Third, due to limitations of time and manpower, the sample size was small but it was sufficient to meet the minimum power requirement. In future, a multicentre study with a larger sample size over a more extended period could be conducted to reinforce the statistical analysis and the generalizability of the results.
Conclusion
An occupation-based sleep programme was developed based on the Person-Environment-Occupation-Performance model and theory of occupational balance. Our findings showed that the occupation-based sleep programme was more effective than the TAU (sleep hygiene programme) in increasing sleep duration, improving occupational balance, and in reducing mood symptoms. In general, there were more positive changes in the follow-up outcomes than during the intervention period. Coaching strategies that were delivered individually and in groups, are possible drivers of the change during the intervention.

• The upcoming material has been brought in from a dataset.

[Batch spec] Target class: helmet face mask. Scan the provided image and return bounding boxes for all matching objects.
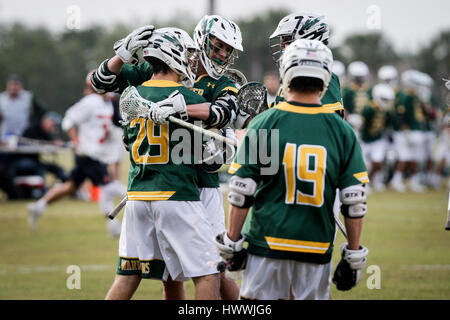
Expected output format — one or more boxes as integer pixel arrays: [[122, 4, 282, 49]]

The results of the present study demonstrated positive outcomes in treating insomnia in the Hong Kong Chinese population and could be adopted as a standard treatment in primary care. The design of occupation-based sleep management programmes should address the issues of occupational balance and lifestyle on top of conventional psychoeducation on sleep hygiene or environmental modifications. This study proposed a model of sleep management which combined group intervention with individual coaching on occupational balance, and demonstrated the role of occupational therapy in sleep management in primary health care which could be added to the evidence of occupational therapy in mental health.
Footnotes
Author Contributions
EH researched literature, conceived the study, designed the treatment programme. Both EH and AS were involved in protocol development, gaining ethical approval. EH conducted patient recruitment and the interventions. Both AS and EH were involved in the data analysis. EH wrote the first draft of the manuscript, and AS further improved the draft for submission. All authors reviewed and edited the manuscript and approved the final version of the manuscript.
Declaration of Conflicting Interests
The author(s) declared no potential conflicts of interest with respect to the research, authorship, and/or publication of this article.
Funding
The author(s) received no financial support for the research, authorship, and/or publication of this article.
Ethical Approval
Full ethics approval of this study was obtained from the Institutional Review Board of the Hong Kong Polytechnic University (Reference Number: HSEARS20180610001). The procedures followed were in accordance with the ethical standards of relevant institutional or national bodies and consistent with the revised (2000) Helsinki Declaration.
Informed Consent
All subjects were informed of the study’s risks and benefits, and written informed consent were obtained; the participation of subjects was voluntary, and that their identity would not be disclosed. The research data was only accessible and handled by the authors, who followed guidelines in keeping data confidential, encrypted, and secured.
Trial Registration
The study was registered on ClinicalTrails.gov (Identifier: NCT04940975).